Washington State Fires Football Coaches for Vaccine Refusal, But Debate Rages Elsewhere

Author: David B. Weisenfeld

October 21, 2021

Washington State University (WSU) football coach Nick Rolovich has become perhaps the most high-profile employee in the nation to lose their job for refusing to comply with a vaccine mandate. WSU fired Rolovich and four of his assistant coaches for refusing to take the COVID-19 vaccine in violation of state law. Rolovich - who earned more than $3 million per year - was terminated with cause.

While Washington's mandate applies only to public employees and health care workers in the private sector, the Equal Employment Opportunity Commission (EEOC) has already said that private employers do not violate anti-discrimination laws by requiring all employees who physically enter the workplace to be vaccinated for COVID-19.

The Washington mandate went even further than President Biden's stated strategy of requiring all employers with 100 or more employees to ensure that their workforce is fully vaccinated, with weekly negative COVID-19 tests required for any unvaccinated employees. The Washington law provided no such option for weekly tests. Other jurisdictions also have adopted strict measures.

But a few states - most notably Texas and Arkansas - have recently gone in the other direction. For instance, Texas Gov. Greg Abbott issued an executive order last week banning all state entities, including private employers, from mandating that individuals receive a COVID-19 vaccine.

Faegre Drinker employment attorney Stacey Smiricky, a partner with the firm's Chicago office, notes that bans like the one in Texas soon may not matter if the US Department of Labor requires employers with 100 or more employees to mandate the vaccine. But until then, she said, "Employers must keep track of each state's law on vaccine mandates to ensure compliance."

In Rolovich's case, the coach had sought a religious exemption from the Washington state vaccine mandate. But his request was rejected.

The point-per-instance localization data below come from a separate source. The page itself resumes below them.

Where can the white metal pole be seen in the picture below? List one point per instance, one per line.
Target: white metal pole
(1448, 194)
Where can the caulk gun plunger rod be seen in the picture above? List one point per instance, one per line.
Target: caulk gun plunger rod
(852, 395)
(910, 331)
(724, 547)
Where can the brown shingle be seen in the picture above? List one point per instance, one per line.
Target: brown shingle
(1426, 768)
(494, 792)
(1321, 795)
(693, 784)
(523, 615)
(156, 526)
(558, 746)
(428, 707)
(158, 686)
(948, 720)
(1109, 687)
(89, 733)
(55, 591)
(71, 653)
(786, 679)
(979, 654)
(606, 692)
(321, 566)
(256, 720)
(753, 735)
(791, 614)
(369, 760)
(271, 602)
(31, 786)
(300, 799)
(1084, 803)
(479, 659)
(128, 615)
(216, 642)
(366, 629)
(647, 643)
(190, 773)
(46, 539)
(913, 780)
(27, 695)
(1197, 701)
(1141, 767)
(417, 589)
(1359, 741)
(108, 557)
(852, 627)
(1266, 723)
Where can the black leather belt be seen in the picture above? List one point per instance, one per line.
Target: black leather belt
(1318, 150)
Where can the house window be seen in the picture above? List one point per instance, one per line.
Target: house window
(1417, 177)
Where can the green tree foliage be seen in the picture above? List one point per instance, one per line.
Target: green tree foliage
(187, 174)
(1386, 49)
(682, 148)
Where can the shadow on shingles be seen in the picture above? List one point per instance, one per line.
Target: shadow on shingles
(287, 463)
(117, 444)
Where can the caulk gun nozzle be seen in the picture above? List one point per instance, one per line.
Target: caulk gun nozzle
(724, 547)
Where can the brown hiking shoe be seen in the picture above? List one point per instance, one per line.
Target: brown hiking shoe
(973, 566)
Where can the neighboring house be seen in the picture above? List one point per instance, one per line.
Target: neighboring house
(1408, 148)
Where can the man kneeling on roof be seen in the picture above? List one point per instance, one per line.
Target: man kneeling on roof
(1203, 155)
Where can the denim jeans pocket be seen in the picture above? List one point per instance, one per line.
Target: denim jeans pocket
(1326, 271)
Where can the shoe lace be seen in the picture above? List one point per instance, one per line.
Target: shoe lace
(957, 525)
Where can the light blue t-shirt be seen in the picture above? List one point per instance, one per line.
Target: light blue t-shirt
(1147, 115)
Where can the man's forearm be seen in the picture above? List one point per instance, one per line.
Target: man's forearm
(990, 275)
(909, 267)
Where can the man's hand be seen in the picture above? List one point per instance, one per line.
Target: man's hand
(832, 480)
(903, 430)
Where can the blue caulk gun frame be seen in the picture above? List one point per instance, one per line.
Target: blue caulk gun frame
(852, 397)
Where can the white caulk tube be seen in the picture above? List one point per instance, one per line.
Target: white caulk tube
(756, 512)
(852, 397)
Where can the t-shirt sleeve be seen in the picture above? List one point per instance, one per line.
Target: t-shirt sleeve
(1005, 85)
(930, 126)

"Employers must be considerate of an employee's religious beliefs, but I have yet to find any religion that prohibits its followers from receiving the COVID-19 vaccine," said Smiricky. "Even Christian Science released a perspective on vaccinations stating its members are not prohibited from getting the vaccine."

An attorney for Rolovich has said he will file a lawsuit against his former employer, but courts generally have upheld vaccine mandates. And in this case, the mandate involves a state law.

"COVID is requiring difficult conversations between employers and employees," said Littler shareholder Bruce Sarchet. "The law has long prohibited discrimination based on religious beliefs. But in many cases, employers are saying I don't think your [religious] belief is sincerely held." Sarchet added that while some employers are pushing back, others are not really scrutinizing religious exemption claims too closely because of the labor shortage.

"Front-line supervisors and HR really need to spend time in advance thinking about these conversations," said Sarchet about accommodation requests generally.